At 05:08 PM 3/29/2005, Roy T.Fielding wrote:
>On Mar 29, 2005, at 1:36 PM, William A. Rowe, Jr. wrote
>
>Bill, why don't you just fix whatever it is that you think of as
>broken rather than send negative votes?

The last release simply came to quickly between announce of the
intent and the tarball.  As I say they most *all* are fixed now,
and were fixed the evening before the tarball was expected to have
been rolled.

except for apr-iconv which the few commentors are at disagreement.
I stopped to explain the right solution to the apr@ list, which 
I will then commit tomorrow barring any reasonable objections.

So plan is patch Wednesday afternoon, tar and vote on apr for the
apr-iconv release.  Release as early as Thursday if we have 3+1's
and httpd will have a new release to roll into 2.1.(5?)

>If you think this is a showstopper, then I have no problem removing
>win32 from the list of supported platforms for Apache httpd -- in my
>opinion, that community of users is too lazy to support their own
>platform and we (as a project) cannot continue to rely on one person
>to do all of the necessary work to keep it up to date.

Little disagreement here but perhaps overreacting.  If this is your
wish propose it for a vote.

>I see no reason to treat Win32 as any more significant than Irix, 
>at least not until we have a group of dedicated developers who care 
>enough about that platform to keep up with its never-ending baggage 
>of broken system libraries and compilers.

Wholeheartedly agree.  While I see enough traffic to know that many
build on Win32 (for ssl, or module development, or whatever), but
we know we don't see traffic to this list of other Win32 folks
contributing.  I can count on one hand how many Win32-centric
contributors there are to httpd + apr, and on two hands how many 
have become proficient at 'stubbing in' new modules into the win32 
build.

I was pleasantly shocked and amazed in the cli-dev community to find
a user who pointed out an issue, and then, proposed the fix!  This
is reassuring, perhaps the developers on the mod_aspdotnet side will
find it productive to offer httpd code fixes back to our project
when they discover httpd bugs.  There are now about three not-Bill's 
contribute some diagnostics of the source code along with their problem 
reports.  I hope several will stick around to become project members 
over the next few months.

I just wonder if, as a % of users, are the Win32 users really that
less contributing than, say linux users?  Count the total number 
of folks running a linux server, divide by the number who have 
posted some code contribution to [EMAIL PROTECTED]  Do the same for Win32.
I'd suspect the difference isn't as great as you might imagine.

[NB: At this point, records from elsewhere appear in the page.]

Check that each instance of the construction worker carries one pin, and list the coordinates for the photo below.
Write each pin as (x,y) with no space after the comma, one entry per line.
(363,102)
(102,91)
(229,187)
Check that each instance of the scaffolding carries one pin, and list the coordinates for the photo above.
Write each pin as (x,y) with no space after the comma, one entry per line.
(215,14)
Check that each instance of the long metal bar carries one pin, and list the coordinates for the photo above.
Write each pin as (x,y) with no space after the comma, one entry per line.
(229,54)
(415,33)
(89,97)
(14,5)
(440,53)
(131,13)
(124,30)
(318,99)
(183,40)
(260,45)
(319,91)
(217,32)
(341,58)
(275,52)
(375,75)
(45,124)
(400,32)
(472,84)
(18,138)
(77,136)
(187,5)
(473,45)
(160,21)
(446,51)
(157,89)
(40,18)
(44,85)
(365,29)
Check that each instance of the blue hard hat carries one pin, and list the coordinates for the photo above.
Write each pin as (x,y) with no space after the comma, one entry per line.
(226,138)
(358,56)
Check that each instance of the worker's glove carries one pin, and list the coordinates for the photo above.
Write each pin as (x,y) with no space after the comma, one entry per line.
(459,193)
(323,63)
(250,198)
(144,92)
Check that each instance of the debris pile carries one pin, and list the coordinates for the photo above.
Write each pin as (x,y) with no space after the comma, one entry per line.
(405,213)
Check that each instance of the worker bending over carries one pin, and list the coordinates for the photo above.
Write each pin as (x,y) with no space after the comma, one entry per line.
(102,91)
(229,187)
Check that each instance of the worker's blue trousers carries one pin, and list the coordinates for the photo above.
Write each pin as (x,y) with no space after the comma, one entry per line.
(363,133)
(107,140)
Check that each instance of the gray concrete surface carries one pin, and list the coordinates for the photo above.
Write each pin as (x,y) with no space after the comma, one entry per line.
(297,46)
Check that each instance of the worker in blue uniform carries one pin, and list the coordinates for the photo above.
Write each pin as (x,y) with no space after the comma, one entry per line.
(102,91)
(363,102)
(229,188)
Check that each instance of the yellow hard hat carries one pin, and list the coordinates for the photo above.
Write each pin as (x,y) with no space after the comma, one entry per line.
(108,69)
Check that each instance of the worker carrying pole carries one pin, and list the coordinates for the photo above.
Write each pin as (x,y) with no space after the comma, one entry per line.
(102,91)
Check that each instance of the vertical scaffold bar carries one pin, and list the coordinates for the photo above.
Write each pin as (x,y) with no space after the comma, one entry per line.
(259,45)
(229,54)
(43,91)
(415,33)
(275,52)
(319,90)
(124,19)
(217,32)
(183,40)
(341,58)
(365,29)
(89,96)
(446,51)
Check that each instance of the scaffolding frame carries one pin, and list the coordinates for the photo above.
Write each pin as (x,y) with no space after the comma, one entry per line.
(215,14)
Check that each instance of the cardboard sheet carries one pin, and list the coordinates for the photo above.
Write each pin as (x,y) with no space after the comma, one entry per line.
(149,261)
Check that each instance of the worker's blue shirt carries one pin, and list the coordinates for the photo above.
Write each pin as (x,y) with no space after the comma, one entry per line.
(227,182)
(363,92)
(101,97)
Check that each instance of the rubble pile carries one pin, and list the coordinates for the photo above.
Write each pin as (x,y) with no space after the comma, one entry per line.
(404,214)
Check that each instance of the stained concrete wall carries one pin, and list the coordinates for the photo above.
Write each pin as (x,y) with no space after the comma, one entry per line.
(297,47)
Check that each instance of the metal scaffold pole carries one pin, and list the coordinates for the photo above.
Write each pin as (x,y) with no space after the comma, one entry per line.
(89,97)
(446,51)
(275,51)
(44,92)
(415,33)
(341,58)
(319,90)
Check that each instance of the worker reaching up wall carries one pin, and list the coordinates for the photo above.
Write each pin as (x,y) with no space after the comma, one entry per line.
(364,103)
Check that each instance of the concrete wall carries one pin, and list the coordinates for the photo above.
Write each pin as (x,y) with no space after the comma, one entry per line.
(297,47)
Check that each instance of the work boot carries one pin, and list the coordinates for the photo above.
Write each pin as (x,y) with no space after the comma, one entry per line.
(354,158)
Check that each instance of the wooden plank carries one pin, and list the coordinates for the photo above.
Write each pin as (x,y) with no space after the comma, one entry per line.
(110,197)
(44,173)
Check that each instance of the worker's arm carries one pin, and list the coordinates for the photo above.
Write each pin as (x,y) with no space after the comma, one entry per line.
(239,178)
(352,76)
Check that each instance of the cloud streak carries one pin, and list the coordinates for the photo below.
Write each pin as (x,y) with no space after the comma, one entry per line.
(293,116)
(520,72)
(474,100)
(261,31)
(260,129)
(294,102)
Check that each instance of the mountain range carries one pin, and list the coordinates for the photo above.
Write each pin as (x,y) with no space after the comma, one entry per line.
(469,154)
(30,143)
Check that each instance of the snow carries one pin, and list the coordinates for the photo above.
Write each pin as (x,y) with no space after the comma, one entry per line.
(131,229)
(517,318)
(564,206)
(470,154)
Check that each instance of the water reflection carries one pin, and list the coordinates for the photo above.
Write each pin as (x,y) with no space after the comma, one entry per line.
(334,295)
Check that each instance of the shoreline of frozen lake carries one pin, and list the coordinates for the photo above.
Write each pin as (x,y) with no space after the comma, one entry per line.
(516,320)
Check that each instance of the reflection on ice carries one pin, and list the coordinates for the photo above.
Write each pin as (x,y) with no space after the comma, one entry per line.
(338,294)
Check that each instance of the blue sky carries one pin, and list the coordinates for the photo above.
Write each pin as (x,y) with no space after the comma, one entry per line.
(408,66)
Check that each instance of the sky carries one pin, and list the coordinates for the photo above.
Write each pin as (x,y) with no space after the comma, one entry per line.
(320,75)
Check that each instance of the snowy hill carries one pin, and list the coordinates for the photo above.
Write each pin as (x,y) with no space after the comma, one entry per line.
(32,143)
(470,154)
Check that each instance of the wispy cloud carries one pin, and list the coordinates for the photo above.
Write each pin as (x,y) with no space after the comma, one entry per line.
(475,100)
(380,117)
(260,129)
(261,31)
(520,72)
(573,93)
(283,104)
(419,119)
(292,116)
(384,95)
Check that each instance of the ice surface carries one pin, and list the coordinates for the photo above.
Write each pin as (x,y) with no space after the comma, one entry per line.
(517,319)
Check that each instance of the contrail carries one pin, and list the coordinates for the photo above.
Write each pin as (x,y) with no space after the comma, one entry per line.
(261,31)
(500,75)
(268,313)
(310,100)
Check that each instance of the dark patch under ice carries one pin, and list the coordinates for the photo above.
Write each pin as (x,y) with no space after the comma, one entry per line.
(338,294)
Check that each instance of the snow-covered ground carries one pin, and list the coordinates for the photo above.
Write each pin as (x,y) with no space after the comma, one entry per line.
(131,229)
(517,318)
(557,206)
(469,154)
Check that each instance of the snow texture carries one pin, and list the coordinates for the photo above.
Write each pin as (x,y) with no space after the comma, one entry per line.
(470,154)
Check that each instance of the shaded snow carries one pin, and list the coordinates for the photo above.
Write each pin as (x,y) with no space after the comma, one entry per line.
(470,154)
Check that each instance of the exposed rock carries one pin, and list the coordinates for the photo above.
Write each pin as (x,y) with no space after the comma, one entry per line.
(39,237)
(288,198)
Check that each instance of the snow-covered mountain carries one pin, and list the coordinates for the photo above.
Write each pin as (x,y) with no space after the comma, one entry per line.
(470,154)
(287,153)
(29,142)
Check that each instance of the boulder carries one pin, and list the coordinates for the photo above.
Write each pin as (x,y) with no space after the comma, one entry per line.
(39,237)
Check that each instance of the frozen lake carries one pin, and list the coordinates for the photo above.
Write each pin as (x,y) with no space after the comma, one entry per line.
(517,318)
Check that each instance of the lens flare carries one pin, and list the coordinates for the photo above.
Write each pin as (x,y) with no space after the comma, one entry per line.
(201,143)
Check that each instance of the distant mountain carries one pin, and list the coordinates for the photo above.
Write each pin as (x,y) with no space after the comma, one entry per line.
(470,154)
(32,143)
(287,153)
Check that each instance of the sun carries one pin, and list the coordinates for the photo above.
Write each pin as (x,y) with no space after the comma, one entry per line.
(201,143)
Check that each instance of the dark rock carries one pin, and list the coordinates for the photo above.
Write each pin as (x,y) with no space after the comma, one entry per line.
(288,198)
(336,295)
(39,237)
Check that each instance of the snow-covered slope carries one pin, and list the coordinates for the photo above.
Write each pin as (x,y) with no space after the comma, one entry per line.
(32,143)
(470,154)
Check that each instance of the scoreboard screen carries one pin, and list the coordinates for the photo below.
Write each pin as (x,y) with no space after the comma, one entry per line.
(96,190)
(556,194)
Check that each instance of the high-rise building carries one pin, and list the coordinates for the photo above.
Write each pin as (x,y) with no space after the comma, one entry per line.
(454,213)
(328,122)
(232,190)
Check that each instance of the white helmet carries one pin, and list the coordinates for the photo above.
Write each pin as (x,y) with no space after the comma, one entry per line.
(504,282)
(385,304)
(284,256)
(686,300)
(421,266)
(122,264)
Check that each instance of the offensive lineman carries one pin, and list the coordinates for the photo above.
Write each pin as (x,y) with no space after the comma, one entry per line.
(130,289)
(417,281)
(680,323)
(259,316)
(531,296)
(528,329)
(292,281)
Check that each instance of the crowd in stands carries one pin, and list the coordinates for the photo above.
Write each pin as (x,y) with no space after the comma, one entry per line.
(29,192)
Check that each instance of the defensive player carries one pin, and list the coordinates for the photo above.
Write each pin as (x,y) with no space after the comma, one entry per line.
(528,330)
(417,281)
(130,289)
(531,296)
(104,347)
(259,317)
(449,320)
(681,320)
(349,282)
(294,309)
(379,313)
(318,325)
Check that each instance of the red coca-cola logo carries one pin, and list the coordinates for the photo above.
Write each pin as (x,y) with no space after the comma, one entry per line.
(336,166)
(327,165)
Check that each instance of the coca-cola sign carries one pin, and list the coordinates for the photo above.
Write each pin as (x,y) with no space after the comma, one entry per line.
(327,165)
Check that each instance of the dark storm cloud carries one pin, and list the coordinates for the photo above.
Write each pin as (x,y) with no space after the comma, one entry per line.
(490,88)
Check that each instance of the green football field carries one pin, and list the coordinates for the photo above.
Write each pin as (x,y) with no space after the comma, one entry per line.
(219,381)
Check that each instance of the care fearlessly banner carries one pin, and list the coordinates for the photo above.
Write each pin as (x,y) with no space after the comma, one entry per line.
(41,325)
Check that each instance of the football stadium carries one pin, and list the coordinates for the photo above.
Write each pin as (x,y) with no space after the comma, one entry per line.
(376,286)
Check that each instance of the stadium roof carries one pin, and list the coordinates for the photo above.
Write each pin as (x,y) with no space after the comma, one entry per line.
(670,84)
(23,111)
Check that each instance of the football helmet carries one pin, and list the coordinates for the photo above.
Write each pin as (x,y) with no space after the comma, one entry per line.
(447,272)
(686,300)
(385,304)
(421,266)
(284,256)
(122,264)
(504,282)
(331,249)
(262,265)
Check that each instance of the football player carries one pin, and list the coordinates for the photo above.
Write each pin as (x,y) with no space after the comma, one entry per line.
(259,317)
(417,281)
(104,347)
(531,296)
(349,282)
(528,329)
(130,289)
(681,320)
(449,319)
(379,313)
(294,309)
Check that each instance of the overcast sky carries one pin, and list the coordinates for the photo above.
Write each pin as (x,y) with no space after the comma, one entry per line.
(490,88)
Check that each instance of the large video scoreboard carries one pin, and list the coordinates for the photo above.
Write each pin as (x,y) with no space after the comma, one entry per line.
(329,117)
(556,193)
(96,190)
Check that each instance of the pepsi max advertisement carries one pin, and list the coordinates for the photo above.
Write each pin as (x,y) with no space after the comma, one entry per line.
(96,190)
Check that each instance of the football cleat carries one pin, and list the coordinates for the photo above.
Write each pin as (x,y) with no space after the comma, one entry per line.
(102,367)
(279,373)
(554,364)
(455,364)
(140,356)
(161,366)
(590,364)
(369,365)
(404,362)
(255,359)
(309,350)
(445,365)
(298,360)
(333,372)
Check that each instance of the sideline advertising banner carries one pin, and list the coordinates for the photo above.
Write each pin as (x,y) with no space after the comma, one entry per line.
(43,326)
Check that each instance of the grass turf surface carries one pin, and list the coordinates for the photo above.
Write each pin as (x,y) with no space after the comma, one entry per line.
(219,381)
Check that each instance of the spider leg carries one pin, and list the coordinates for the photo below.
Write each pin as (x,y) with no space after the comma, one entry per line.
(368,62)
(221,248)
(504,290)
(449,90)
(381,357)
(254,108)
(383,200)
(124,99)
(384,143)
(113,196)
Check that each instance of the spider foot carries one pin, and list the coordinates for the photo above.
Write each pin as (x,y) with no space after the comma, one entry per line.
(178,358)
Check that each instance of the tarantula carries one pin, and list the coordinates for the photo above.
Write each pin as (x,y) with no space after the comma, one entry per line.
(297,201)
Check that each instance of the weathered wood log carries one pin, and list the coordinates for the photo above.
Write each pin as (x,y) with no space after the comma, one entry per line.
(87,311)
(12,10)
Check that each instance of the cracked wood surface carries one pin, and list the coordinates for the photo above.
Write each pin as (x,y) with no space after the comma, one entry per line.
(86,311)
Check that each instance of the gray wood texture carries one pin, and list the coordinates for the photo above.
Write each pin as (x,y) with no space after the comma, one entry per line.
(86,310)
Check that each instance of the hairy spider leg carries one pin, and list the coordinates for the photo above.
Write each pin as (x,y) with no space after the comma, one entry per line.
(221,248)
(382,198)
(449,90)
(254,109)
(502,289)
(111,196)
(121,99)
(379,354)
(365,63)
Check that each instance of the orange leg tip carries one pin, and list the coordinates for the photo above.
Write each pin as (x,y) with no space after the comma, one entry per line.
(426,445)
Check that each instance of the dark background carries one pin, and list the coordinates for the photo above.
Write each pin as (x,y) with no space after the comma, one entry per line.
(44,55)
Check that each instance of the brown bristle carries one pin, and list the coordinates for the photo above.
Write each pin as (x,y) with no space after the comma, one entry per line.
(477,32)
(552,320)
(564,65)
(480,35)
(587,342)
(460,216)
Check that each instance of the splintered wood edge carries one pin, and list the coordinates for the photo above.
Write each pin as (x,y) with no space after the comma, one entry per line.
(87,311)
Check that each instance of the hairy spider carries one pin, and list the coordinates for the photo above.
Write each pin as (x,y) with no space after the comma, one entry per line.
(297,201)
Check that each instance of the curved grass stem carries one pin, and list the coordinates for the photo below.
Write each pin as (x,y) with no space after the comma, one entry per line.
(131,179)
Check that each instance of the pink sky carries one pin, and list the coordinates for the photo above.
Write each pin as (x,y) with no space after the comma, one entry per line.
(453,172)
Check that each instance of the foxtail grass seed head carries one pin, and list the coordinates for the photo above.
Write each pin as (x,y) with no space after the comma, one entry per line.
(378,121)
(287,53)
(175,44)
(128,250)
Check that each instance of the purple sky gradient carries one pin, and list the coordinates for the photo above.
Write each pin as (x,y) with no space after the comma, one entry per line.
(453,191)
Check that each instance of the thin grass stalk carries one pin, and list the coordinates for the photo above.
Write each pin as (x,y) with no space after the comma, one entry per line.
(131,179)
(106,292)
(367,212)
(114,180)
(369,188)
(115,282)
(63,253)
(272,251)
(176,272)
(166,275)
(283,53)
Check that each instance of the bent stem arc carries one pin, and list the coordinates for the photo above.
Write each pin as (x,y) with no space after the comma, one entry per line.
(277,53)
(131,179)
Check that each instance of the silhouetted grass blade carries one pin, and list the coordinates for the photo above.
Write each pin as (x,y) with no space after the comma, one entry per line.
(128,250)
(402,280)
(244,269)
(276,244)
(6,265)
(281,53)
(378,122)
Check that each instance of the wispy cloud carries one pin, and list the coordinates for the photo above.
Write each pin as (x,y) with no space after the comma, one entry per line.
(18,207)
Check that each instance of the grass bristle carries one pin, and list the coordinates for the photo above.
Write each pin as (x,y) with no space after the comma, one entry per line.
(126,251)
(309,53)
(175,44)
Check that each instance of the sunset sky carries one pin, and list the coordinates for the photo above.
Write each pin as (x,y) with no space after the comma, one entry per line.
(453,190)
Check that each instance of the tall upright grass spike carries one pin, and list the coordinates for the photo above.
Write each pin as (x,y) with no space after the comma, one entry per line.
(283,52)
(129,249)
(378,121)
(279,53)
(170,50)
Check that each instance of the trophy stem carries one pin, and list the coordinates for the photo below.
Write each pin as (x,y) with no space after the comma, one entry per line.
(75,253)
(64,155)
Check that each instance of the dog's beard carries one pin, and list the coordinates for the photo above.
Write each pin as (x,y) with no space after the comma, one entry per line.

>It terms of technical issues, APR has no business shipping an
>implementation of iconv and I don't care if whatever is in that
>directory can't compile -- if it isn't supported, then delete iconv
>from APR and let people install it separately.

I agree, and propose we remove pcre (from 2.0), regex (from 1.3)
and expat (from apr).  It doesn't mean we can't/won't provide the
binary builds, built from the current stable release provided by 
those projects, when appropriate.  Just as we do today for zlib 
(on win32, we ship the library built from zlib 1.1.4 src.)

But these don't belong in our tree.  Any disagreement?

I would also propose we drop apr_xlate and mod_charset_lite if the 
only way to support this is GNU iconv, which incompatible with the 
ASL.  However, as I mention I'm looking for some traction for
a supported BSD-licensed version.  FreeBSD has a new platform
maintainer for that package, the newlib folks adopted it, so I'm
hoping a community can be reformed around that code.